Il messaggio e’ chiaro fin dal titolo: l’Italia non e’ in grado di affrontare le sfide di questi tempi perche’ ripiegata nell’esaltazione nostalgica del favoloso ventennio degli anni ‘60/’80 e ogni tentativo di reazione passa attraverso stilemi appartenenti a quegli anni che culmina con l’anacronismo lampante dell’azione dimostrativa legata al rapimento politico. L’empasse e’ pero’ soprattutto culturale e i riferimenti di tutti i protagonisti, dal nostalgico marxista, alla giornalista alternativa fino al politico vanno dal pop orecchiabile di Alan Sorrenti alla riflessione alta di Luigi Tenco. Il rifugiarsi nel passato qualunquista del “stavamo meglio quando stavamo peggio” diventa immersione totale quando il covo si sposta in Val d’Aosta, in un vecchio condominio di appartamenti per vacanze nei pressi di Cervinia, custode di cimeli dei gloriosi anni’70-’80: pile di vecchi quarantacinque giri e vecchie tute da sci dagli inserti improbabili.

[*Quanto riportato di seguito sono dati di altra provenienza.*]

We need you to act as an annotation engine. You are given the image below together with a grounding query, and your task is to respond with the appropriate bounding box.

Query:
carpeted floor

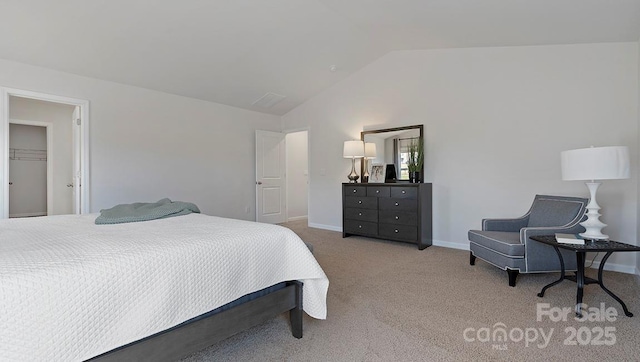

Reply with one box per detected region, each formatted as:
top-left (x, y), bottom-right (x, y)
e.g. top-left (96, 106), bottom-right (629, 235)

top-left (184, 220), bottom-right (640, 362)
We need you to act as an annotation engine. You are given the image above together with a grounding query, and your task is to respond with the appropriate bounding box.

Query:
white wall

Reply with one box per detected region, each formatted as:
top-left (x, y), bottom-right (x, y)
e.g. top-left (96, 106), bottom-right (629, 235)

top-left (283, 42), bottom-right (639, 268)
top-left (0, 60), bottom-right (280, 220)
top-left (285, 131), bottom-right (309, 220)
top-left (9, 97), bottom-right (75, 215)
top-left (634, 39), bottom-right (640, 276)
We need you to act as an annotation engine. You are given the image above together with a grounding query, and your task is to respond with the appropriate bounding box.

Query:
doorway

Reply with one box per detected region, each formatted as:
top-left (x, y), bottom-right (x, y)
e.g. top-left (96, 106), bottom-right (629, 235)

top-left (285, 130), bottom-right (309, 221)
top-left (0, 88), bottom-right (89, 218)
top-left (9, 120), bottom-right (52, 218)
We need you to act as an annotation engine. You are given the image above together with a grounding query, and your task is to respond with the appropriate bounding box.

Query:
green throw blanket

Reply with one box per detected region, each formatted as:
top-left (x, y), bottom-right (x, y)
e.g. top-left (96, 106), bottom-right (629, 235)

top-left (96, 199), bottom-right (200, 224)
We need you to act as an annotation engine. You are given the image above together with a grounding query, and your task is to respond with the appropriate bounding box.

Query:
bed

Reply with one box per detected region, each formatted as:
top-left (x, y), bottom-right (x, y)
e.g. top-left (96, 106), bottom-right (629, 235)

top-left (0, 214), bottom-right (329, 361)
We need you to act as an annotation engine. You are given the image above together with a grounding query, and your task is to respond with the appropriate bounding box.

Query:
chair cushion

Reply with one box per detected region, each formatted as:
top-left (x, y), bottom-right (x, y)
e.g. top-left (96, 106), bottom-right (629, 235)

top-left (469, 230), bottom-right (524, 258)
top-left (528, 198), bottom-right (583, 227)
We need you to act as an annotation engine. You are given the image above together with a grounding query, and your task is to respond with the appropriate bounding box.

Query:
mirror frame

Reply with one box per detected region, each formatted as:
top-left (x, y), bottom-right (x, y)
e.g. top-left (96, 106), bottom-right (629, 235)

top-left (360, 124), bottom-right (424, 182)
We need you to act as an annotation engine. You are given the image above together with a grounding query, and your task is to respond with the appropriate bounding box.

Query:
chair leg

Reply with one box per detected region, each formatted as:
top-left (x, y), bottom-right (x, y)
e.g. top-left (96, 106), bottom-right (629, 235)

top-left (507, 268), bottom-right (520, 287)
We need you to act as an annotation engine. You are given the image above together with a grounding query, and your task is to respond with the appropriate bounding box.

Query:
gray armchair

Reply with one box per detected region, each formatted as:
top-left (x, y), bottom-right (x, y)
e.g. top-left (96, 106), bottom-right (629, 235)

top-left (469, 195), bottom-right (589, 287)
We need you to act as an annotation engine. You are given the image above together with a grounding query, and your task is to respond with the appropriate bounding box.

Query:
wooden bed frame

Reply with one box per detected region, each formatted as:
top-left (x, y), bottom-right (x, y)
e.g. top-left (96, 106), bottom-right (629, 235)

top-left (89, 281), bottom-right (302, 362)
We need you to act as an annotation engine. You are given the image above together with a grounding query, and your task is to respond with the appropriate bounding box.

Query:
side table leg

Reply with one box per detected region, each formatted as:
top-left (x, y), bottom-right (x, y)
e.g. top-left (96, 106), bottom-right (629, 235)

top-left (576, 251), bottom-right (586, 318)
top-left (538, 246), bottom-right (564, 298)
top-left (598, 251), bottom-right (633, 317)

La critica che si puo’ fare al divertente film di Lucio Pellegrini e’ quella di non essere cattivo e graffiante come una commedia all’italiana ma forse anche questo appunto ha un che di nostalgico. E’ apprezzabile invece il coraggio della sceneggiatura di affastellare situazioni sempre piu’ surreali e mantenerle credibili e divertenti (la scoperta degli altri condomini di avere i rapinatori nello stabile) e di tirare tutte le fila in un finale agrodolce ma una volta tanto non aperto, il che e’ piu’ che encomiabile.